Portrait de Stratis Batagias
Après plusieurs années d’attente et de travaux, l'hôtel Manna a ouvert ses portes au cœur de l’Arcadie. Cet ancien sanatorium vieux de plus de cent ans renaît de ses cendres et donne un coup de projecteur à cette région reculée du Péloponnèse. Rencontre avec Stratis Batagias, son propriétaire.
Confortablement installé dans l’élégant bar du Manna face au Mont Mainalon, Stratis Batagias, esthète féru de design et grand voyageur, nous raconte son coup de foudre pour ce lieu hors norme. « Gamin, je venais plusieurs fois par an faire du camping à moins d’un kilomètre d’ici. Avec mes amis, on jouait à se faire peur en pénétrant dans cet immense bâtiment oublié. On jouait à cache-cache dans les étages délabrés, on avait peur car il n’y avait plus de toit (il a été donné à l’hôpital de la ville voisine) et on se racontait des histoires de fantômes. On a passé tant de bons moments ici. Très tôt, à 12 ans, j’ai fait le vœu d’acquérir ce vieux sanatorium et d’en faire un hôtel dans lequel je pourrai accueillir mes amis. Il m’a fallu bien des années et la vente aux enchères du bâtiment par l’état en pleine crise économique grecque pour réaliser mon rêve d’enfant. Après, ont ensuivi neuf années d’attente et de travaux avant de pouvoir enfin ouvrir les portes du Manna l’été 2023. »
À l’orée d’une clairière, non loin du petit village de Magouliana, l’hôtel apparaît au détour d’un virage. On se croirait en Autriche, ou bien dans le décor délicieusement suranné d’un film de Wes Anderson. Difficile de réaliser que l’on est en Grèce ! Nimbée du vert profond des hauts sapins, la majestueuse façade de pierre grise est rythmée par de hautes fenêtres qui faisaient entrer lumière et air pur dans cet ancien sanatorium. Construit à la fin des années 1920 pour soigner les soldats grecs atteints de tuberculose, le bâtiment sera abandonné à peine onze ans plus tard suite à la découverte de la pénicilline et tombera dans l’oubli. Aujourd’hui, il porte le nom de celle par qui tout a commencé. Anna Mêlas, infirmière et philanthrope, qui réussit à lever les fonds nécessaires à la construction du sanatorium, Manna est un jeu de mots entre son prénom Anna et mana en grec, qui signifie la maman.

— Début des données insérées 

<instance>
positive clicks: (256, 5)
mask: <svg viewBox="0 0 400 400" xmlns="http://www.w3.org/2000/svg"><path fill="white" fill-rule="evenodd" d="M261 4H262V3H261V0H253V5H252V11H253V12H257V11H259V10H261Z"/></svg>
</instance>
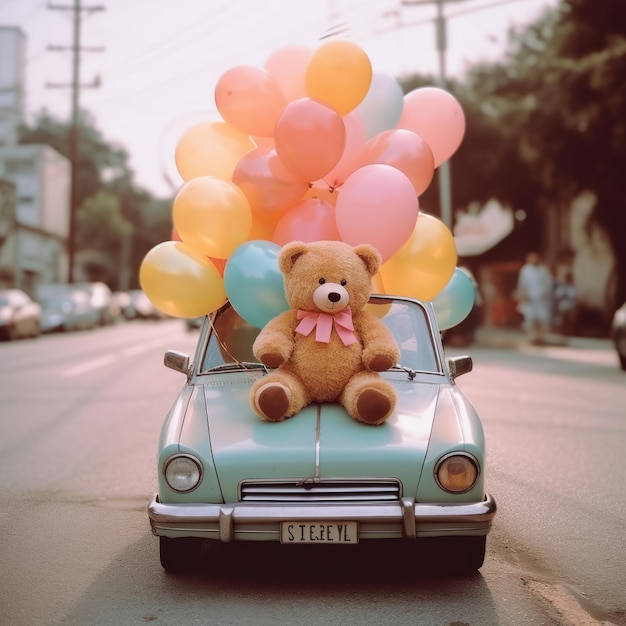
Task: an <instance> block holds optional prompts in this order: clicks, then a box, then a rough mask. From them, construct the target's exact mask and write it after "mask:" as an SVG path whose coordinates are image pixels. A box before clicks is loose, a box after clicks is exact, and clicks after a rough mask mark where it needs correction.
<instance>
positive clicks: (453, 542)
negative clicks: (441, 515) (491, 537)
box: [418, 535, 487, 576]
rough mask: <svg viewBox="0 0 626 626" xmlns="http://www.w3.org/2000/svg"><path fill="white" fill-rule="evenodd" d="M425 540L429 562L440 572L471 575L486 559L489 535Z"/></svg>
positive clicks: (438, 572)
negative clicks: (487, 536) (485, 550)
mask: <svg viewBox="0 0 626 626" xmlns="http://www.w3.org/2000/svg"><path fill="white" fill-rule="evenodd" d="M420 541H424V542H425V545H426V546H427V554H428V557H429V562H432V565H433V569H434V570H436V571H437V572H438V573H442V574H447V575H458V576H470V575H472V574H475V573H476V572H477V571H478V570H479V569H480V568H481V567H482V565H483V563H484V561H485V548H486V545H487V537H486V536H484V535H483V536H480V537H433V538H432V539H423V540H418V543H419V542H420Z"/></svg>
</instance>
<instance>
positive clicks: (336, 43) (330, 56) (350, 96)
mask: <svg viewBox="0 0 626 626" xmlns="http://www.w3.org/2000/svg"><path fill="white" fill-rule="evenodd" d="M305 81H306V90H307V94H308V95H309V96H310V97H311V98H316V99H318V100H322V102H326V103H327V104H329V105H330V106H332V107H333V108H334V109H335V110H336V111H337V112H338V113H339V115H342V116H343V115H346V114H347V113H350V111H352V110H353V109H355V108H356V107H357V106H358V105H359V104H360V103H361V101H362V100H363V99H364V98H365V96H366V95H367V92H368V91H369V88H370V84H371V82H372V64H371V62H370V60H369V57H368V56H367V54H366V53H365V52H364V50H363V49H362V48H360V47H359V46H358V45H357V44H355V43H353V42H351V41H345V40H335V41H328V42H327V43H324V44H322V45H321V46H320V47H319V48H317V49H316V50H315V51H314V52H313V54H312V55H311V58H310V59H309V62H308V64H307V67H306V74H305Z"/></svg>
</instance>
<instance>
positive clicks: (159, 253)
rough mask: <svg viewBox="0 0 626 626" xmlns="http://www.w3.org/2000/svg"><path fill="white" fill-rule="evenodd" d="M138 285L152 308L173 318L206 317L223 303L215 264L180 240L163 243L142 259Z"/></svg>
mask: <svg viewBox="0 0 626 626" xmlns="http://www.w3.org/2000/svg"><path fill="white" fill-rule="evenodd" d="M139 282H140V284H141V288H142V289H143V291H144V293H145V294H146V295H147V296H148V298H149V300H150V301H151V302H152V304H154V306H155V307H156V308H157V309H159V311H162V312H163V313H166V314H167V315H172V316H174V317H200V316H202V315H208V314H209V313H212V312H213V311H215V310H217V309H219V308H220V307H221V306H222V305H224V304H225V303H226V299H227V298H226V289H225V287H224V279H223V278H222V276H221V275H220V273H219V271H218V270H217V268H216V267H215V265H214V264H213V263H212V262H211V261H210V260H209V259H207V258H206V257H205V256H202V255H201V254H198V253H197V252H195V251H194V250H192V249H191V248H190V247H189V246H187V245H186V244H184V243H183V242H181V241H165V242H163V243H160V244H158V245H156V246H155V247H154V248H152V250H150V251H149V252H148V254H146V256H145V257H144V259H143V261H142V263H141V267H140V268H139Z"/></svg>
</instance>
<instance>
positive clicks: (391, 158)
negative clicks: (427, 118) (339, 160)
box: [361, 128, 435, 196]
mask: <svg viewBox="0 0 626 626" xmlns="http://www.w3.org/2000/svg"><path fill="white" fill-rule="evenodd" d="M369 163H386V164H387V165H393V167H395V168H397V169H399V170H400V171H401V172H404V173H405V174H406V175H407V176H408V177H409V180H410V181H411V182H412V183H413V187H414V188H415V194H416V195H418V196H419V195H420V194H422V193H423V192H424V191H426V189H427V188H428V185H430V183H431V181H432V179H433V176H434V174H435V160H434V158H433V153H432V150H431V149H430V147H429V145H428V144H427V143H426V142H425V141H424V140H423V139H422V138H421V137H420V136H419V135H416V134H415V133H414V132H411V131H410V130H405V129H399V128H396V129H392V130H386V131H383V132H382V133H379V134H378V135H376V136H375V137H373V138H372V139H370V140H369V141H368V142H367V143H366V144H365V147H364V148H363V150H362V153H361V164H362V165H366V164H369Z"/></svg>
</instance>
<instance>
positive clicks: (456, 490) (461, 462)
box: [435, 453, 478, 493]
mask: <svg viewBox="0 0 626 626" xmlns="http://www.w3.org/2000/svg"><path fill="white" fill-rule="evenodd" d="M477 478H478V463H477V462H476V459H474V458H473V457H471V456H470V455H468V454H456V453H453V454H449V455H447V456H445V457H443V458H442V459H441V460H440V461H439V463H437V466H436V467H435V480H436V481H437V484H438V485H439V486H440V487H441V488H442V489H443V490H444V491H449V492H450V493H463V492H465V491H469V490H470V489H471V488H472V487H473V486H474V485H475V484H476V479H477Z"/></svg>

Restauré par les architectes de K-Studio, Monogon et CS Architecture, le parti-pris était de garder l’esprit de ce lieu. Ainsi, la façade et certains éléments d’architecture comme les escaliers, les ouvertures, ou encore les salons, dessinés par les premiers architectes suisses, ont été maintenus. Trente-deux chambres ont été créées, en partie dans la nouvelle aile qui abrite aussi le spa et la piscine intérieure. Pour la décoration d’intérieur, K-Studio respecte le style du bâtiment dont l’inspiration initiale venait plus d’Europe centrale que de Grèce. Amateur de beaux objets, Stratis Batagias mettra son grain de sel dans le choix du mobilier. Parée de cuivre, la baignoire Ambra de Devon & Devon donne un côté boudoir aux plus belles suites, tandis qu’au bar, on contemple l’épaisse forêt depuis le canapé Panama Bold de Paola Navone pour Baxter. En dépassant les créations en bois de l’architecte Riccardo Monte qui peuplent les couloirs, l’esthète raconte comment, en flânant sur King’s Road à Londres, il trouva sa pièce fétiche : le Manx de Timothy Oulton qui trône couvert de laine à côté de l’imposante cheminée.
Magnifique cocon baigné de nature, le Manna propose une pause hors du temps. « Il se dégage des forêts d’Arcadie une énergie très puissante, c’est le berceau du dieu Pan, dieu sylvestre et musicien. J’aime venir m’y ressourcer, contempler ses paysages, emprunter l’un de ses nombreux sentiers balisés, mais également me régaler des petits plats concoctés par Athinagoras Kostakos, notre chef, qui sublime les produits locaux. » L’Arcadie se visite en toute saison. L’hiver, le sommet du Mainalon se couvre de neige et la station de ski ouvre ses pistes, puis au printemps, vient le temps de la randonnée, du rafting, du fat bike et de l’équitation… Terre de mythes à la nature sauvage, l’Arcadie est un paradis vert à découvrir.